In Rural Alaska, New Rules Reshape Care Often Hampered By Isolation
Two news outlets examine some of the difficulties in providing care in Alaska.
The New York Times: Health Care Is Spread Thin On Alaskan Frontier
(Dr. Ellen Hodges) oversees health care for a population of 28,000, mostly Alaska Natives, here in the state’s far west end, spread out over an area the size of Oregon that has almost no roads. People can travel by boat or snow machine at certain times of the year, but not right now: the Kuskokwim River, which wends through Bethel to the Bering Sea, is choked with unstable melting ice in late May, magnifying the isolation that defines everything in what may be America’s emptiest corner. ... The complex machinery of health care is being reimagined everywhere in the nation through the combined prism of new regulations and shifting economics, even here on the continent's frosted fringe (Johnson, 5/28).

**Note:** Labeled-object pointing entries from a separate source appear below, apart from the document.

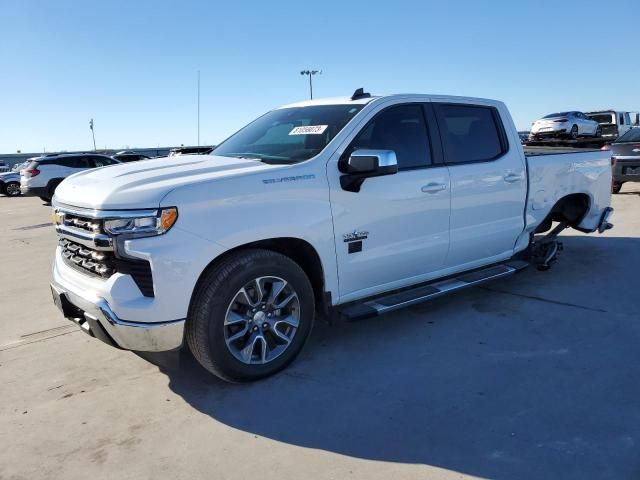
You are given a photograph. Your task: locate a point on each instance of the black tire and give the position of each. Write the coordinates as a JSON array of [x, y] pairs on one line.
[[52, 189], [215, 292], [615, 187], [12, 189], [574, 133]]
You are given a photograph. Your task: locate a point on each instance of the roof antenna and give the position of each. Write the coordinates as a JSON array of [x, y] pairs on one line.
[[360, 93]]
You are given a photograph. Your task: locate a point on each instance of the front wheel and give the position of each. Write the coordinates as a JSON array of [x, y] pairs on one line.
[[251, 314], [574, 132], [615, 187], [12, 189]]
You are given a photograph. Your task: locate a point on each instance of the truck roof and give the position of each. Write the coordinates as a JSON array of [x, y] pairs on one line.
[[365, 100]]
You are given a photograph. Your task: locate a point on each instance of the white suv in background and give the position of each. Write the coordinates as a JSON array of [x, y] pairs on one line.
[[41, 177]]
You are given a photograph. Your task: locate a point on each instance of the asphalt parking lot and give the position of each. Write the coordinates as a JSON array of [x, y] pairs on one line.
[[536, 376]]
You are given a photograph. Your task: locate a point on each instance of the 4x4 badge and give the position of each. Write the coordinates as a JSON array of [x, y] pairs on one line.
[[355, 235]]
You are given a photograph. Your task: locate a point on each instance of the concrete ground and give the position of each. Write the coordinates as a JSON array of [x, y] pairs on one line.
[[536, 376]]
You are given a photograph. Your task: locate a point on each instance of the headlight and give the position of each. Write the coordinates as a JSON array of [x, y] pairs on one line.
[[143, 226]]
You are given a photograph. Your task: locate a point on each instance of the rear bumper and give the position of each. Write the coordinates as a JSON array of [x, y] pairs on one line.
[[98, 320]]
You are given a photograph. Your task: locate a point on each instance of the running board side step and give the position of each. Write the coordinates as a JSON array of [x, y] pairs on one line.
[[425, 292]]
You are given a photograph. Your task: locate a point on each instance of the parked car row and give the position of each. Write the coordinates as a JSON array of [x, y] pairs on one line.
[[625, 159], [574, 124], [40, 176]]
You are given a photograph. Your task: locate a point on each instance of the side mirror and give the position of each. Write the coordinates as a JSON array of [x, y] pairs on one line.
[[363, 164]]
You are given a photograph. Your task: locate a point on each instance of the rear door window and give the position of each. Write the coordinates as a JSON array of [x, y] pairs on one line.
[[470, 133], [402, 129], [81, 162]]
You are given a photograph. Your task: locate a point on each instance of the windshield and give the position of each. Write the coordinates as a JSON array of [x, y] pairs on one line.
[[289, 135], [603, 118], [553, 115], [632, 135]]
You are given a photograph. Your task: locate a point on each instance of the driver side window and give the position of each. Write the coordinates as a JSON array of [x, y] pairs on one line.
[[402, 129]]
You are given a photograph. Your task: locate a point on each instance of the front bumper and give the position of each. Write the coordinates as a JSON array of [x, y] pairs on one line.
[[98, 320], [626, 169], [555, 130]]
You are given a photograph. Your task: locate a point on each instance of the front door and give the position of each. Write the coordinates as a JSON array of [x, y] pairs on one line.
[[395, 230], [488, 183]]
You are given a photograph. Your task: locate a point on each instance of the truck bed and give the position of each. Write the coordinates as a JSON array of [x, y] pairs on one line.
[[555, 172]]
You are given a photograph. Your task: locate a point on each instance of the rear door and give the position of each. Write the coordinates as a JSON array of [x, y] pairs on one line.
[[488, 182], [395, 230]]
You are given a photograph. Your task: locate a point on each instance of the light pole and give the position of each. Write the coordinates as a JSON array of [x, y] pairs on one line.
[[93, 134], [310, 73]]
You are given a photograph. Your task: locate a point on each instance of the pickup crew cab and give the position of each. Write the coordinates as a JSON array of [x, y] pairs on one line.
[[350, 206]]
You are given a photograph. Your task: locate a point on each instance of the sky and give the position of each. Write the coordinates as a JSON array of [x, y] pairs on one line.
[[132, 65]]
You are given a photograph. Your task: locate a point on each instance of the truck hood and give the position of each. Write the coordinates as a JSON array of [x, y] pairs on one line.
[[143, 184]]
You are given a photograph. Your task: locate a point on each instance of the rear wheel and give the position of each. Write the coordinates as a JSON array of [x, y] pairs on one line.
[[574, 132], [52, 189], [250, 315], [615, 187], [12, 189]]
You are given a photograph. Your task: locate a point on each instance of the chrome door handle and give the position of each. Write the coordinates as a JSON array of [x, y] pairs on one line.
[[434, 187], [512, 177]]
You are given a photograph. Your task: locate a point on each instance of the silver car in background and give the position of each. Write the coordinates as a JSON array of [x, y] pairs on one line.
[[565, 124]]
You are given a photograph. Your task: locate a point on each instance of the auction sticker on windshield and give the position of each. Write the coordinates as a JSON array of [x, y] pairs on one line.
[[309, 130]]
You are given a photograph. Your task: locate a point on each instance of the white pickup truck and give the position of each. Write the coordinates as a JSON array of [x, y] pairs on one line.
[[346, 207]]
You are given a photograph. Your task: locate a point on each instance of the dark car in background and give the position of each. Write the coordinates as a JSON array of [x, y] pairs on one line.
[[625, 159], [613, 124], [128, 156]]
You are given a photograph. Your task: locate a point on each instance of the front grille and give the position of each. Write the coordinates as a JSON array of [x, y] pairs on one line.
[[83, 223], [101, 261]]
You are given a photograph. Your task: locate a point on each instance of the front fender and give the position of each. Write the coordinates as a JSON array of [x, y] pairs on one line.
[[292, 201]]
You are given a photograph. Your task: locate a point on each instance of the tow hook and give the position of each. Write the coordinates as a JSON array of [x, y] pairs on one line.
[[544, 252], [604, 224]]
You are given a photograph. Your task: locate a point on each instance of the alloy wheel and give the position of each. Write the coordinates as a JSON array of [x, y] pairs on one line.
[[13, 189], [262, 320]]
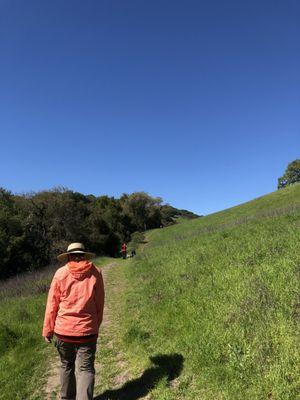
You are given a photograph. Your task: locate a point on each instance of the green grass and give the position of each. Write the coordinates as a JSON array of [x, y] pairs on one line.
[[23, 354], [223, 292], [208, 310]]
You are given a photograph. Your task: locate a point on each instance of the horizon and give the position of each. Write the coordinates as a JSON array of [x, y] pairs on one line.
[[195, 103]]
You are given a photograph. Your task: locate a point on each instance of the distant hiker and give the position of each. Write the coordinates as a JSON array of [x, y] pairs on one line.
[[124, 251], [73, 314]]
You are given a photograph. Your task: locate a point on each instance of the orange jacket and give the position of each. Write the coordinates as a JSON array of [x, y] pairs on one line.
[[75, 300]]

NPR: For Ailing Vets In Rural Areas, Tele-Medicine Can Be The Cure
"Travel is a big burden on a veteran who may be older, not feeling well," says Susan Yeager, who directs the VA health care system for (Alaska), "and just the sheer expense of travel. That can be a barrier to care and that's part of what tele-medecine's about." "Tele-medicine" happens over a secure computer connection between the big VA hospital in Anchorage and hundreds of small clinics across Alaska. Each clinic has a cart -- picture your old desktop computer with retractable cables that connect it to everything in a doctor's little black bag -- a stethoscope, an otoscope to look in ears, high-resolution cameras and an ultra-sound (Lawrence, 5/29).